Author: intrigeri Date: To: Public mailing list about the Tails project Subject: Re: [Tails-project] writing the release notes for 1.3
Hi,
The proposal on #8689 adds a requirement not only for a changes file,
but also for a release notes snippet. Let me elaborate on the vision
I'm putting behind it.
The initial idea was: before a branch is proposed for merging, the
developer who has been working on it reaches out to doc writers to get
the draft end-user doc and release notes snippet reviewed, and
possibly improved. I believe that for a great part of the major
changes that are worth documenting in the release notes, this
communication already has to happen for the end-user doc polishing
anyway. So it adds a little bit overhead, but not that much.
Now, I can see that this would add more work for doc writers, and
could block features from landing into the testing branch. Given how
you (sajolida) currently 1. are practically the only person who has
the commit-bit for non-trivial changes to the doc, and 2. already have
a hard time dealing with all the doc things you feel you have to
review/improve before they get merged — perhaps it's not the best
idea ever.
So, instead, perhaps we can make it so a *draft* release notes snippet
is mandatory for any branch carrying changes that might be worth
mentioning in the release notes. It's left at the discretion of the
reviewer to ack/nack whether a given branch can freely skip this
requirement. This draft release notes snippet could also be a good
place for developers to dump all the info they think you might need to
write a good piece of text about their shiny new feature.
And then, instead of having a week for making the release notes as
good as you would like (before the RC and the actual release), you or
anyone else interested can incrementally work on it during the entire
release cycle.
Even better: this does *not* conflict with the proposal of giving more
exposure to the release notes improvement effort: the draft release
notes, once automatically assembled from the snippet at RC time, can
be published on a blueprint as you suggested, etc.
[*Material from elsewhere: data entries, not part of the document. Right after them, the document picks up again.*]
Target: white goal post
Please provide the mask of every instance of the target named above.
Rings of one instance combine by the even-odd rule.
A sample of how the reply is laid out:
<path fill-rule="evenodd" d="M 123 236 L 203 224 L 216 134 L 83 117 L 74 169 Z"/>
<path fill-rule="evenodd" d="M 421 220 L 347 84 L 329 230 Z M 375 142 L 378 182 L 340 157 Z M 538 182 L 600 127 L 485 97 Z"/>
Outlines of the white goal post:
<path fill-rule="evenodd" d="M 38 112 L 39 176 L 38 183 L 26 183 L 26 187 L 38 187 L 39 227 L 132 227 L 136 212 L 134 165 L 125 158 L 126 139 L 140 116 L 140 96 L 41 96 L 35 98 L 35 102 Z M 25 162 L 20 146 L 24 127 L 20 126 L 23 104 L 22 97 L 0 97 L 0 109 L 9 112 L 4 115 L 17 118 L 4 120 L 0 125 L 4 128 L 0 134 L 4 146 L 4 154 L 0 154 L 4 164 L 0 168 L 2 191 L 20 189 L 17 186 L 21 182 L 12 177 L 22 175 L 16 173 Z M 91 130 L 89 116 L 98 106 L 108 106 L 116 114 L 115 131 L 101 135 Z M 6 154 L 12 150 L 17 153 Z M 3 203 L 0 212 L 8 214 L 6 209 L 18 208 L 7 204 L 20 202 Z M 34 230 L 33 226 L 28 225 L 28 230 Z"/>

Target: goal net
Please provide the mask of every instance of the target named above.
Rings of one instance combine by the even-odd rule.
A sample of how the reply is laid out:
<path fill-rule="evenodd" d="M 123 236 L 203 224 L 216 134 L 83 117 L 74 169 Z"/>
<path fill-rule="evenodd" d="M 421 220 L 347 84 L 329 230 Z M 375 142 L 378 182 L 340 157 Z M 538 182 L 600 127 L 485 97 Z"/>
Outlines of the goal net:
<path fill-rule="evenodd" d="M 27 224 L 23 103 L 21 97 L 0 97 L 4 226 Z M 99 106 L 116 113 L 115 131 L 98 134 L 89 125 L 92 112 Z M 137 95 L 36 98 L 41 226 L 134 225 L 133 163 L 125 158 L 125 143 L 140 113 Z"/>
So it seems to me that this would lighten the RM workload, improve our
time-to-release, and allow doc writers to spread their work on the
release notes over the course of the release cycle. Catchy, uh? :)
sajolida wrote (21 Feb 2015 17:07:01 GMT) : > I'm also wondering whether we should point to tickets from the release
> notes. Most of those tickets are quite pointless to users who want to
> know what's new. Only some of them include relevant discussions on why
> we did this or that, but still... People who want to dive into the gory
> details can find them in the changelog already, no?